Selon une étude de l’Université de Gand, l’utilisation de nos installations de biogaz pour cuisiner réduit par ailleurs les émissions de gaz à effet de serre de 2,5 tonnes d’équivalent CO2 par an par rapport à la cuisson au bois. Au total, les 650 biodigesteurs installés permettent donc chaque année une réduction d’émissions comparable à celles d’un millier de voitures en Belgique (à raison d’une moyenne de 15 000 kilomètres par an).

Sous l’impulsion des chercheurs

En collaboration étroite avec l’université du Rwanda et des universités belges, nous continuons à améliorer l’élevage de mouches soldat noires. Une solution très prometteuse pour l’alimentation des porcs et des volailles. 
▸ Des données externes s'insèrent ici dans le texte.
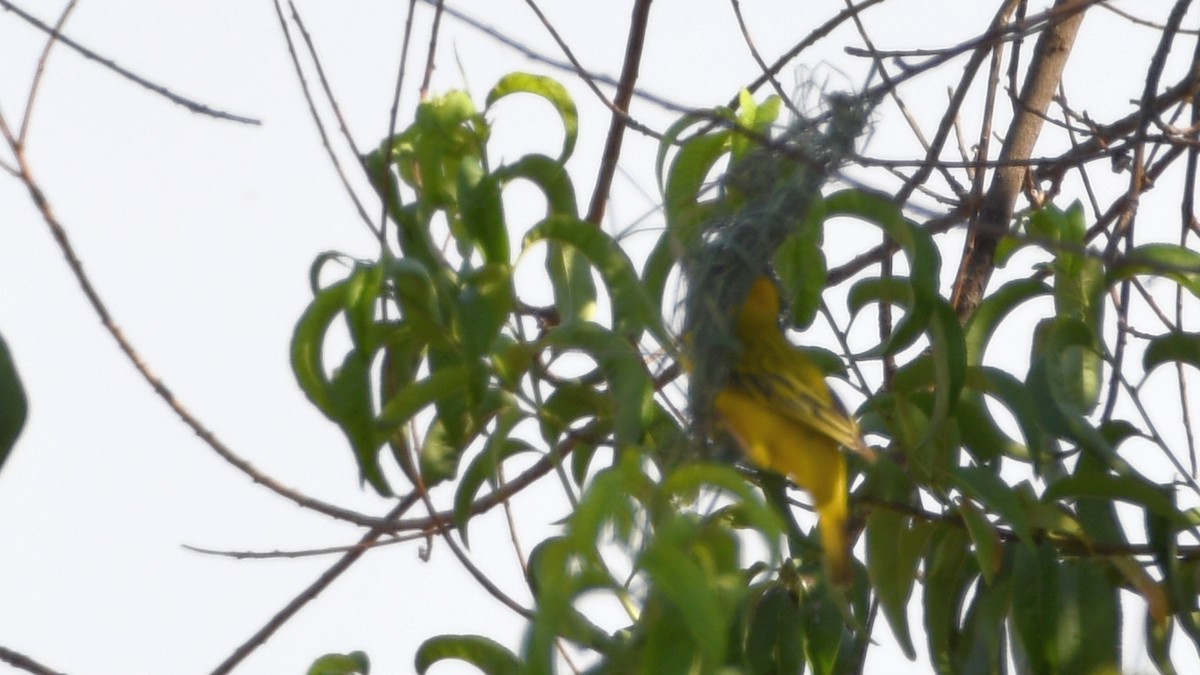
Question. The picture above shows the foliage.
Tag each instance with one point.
(1035, 565)
(13, 405)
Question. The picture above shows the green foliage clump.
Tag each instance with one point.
(441, 340)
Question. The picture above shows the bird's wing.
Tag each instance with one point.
(795, 400)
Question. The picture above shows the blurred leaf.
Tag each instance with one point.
(629, 383)
(484, 467)
(1183, 347)
(307, 341)
(688, 481)
(1089, 625)
(823, 629)
(486, 655)
(948, 574)
(1036, 608)
(774, 638)
(985, 538)
(412, 399)
(485, 303)
(924, 261)
(353, 410)
(1177, 263)
(550, 177)
(549, 89)
(682, 190)
(13, 405)
(1013, 394)
(354, 663)
(1158, 644)
(689, 586)
(1133, 489)
(985, 487)
(801, 266)
(982, 647)
(981, 434)
(894, 543)
(994, 309)
(633, 310)
(483, 213)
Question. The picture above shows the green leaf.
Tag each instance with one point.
(1158, 644)
(1089, 625)
(983, 485)
(894, 544)
(689, 479)
(982, 647)
(948, 575)
(689, 586)
(354, 663)
(354, 411)
(987, 541)
(917, 245)
(1036, 608)
(774, 638)
(981, 434)
(993, 311)
(13, 405)
(1014, 395)
(629, 384)
(484, 653)
(483, 213)
(549, 89)
(485, 303)
(823, 631)
(547, 175)
(412, 399)
(485, 466)
(633, 309)
(1132, 489)
(1177, 346)
(1177, 263)
(307, 341)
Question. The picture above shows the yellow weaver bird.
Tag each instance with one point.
(780, 410)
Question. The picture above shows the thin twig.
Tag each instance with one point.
(617, 126)
(430, 59)
(40, 71)
(312, 106)
(312, 591)
(60, 236)
(127, 75)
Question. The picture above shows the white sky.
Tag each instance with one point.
(199, 234)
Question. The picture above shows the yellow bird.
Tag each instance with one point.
(780, 410)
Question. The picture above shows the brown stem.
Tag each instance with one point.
(991, 221)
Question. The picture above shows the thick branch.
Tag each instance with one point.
(991, 222)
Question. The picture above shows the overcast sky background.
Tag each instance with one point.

De plus en plus, nous travaillons main dans la main avec des institutions académiques renommées telles que l’Université du Rwanda, la KU Leuven, HOGENT et l’Université de Gand . Notre engagement dans la recherche-action nous permet de tester et de perfectionner des technologies prometteuses qui ont le potentiel d’améliorer la situation de la population rwandaise. La réussite de cette approche repose sur la participation active d’étudiants en master et de doctorants. Ceux-ci apportent leur expertise par le biais de stages et de travaux de recherche tout en recevant des conseils précieux de la part de nos collègues sur le terrain.
Ces expériences immersives profitent non seulement aux étudiants, mais aussi aux universités qui peuvent leur proposer des sujets de recherche diversifiés avec un réel impact à la clé. De notre côté, ces collaborations permettent d’affiner nos stratégies de mise en œuvre, pour un impact encore plus significatif sur le terrain. Grâce à ces partenariats dynamiques, nous nous engageons à continuer à proposer des solutions durables et transformatrices pour le bien-être des communautés rurales rwandaises.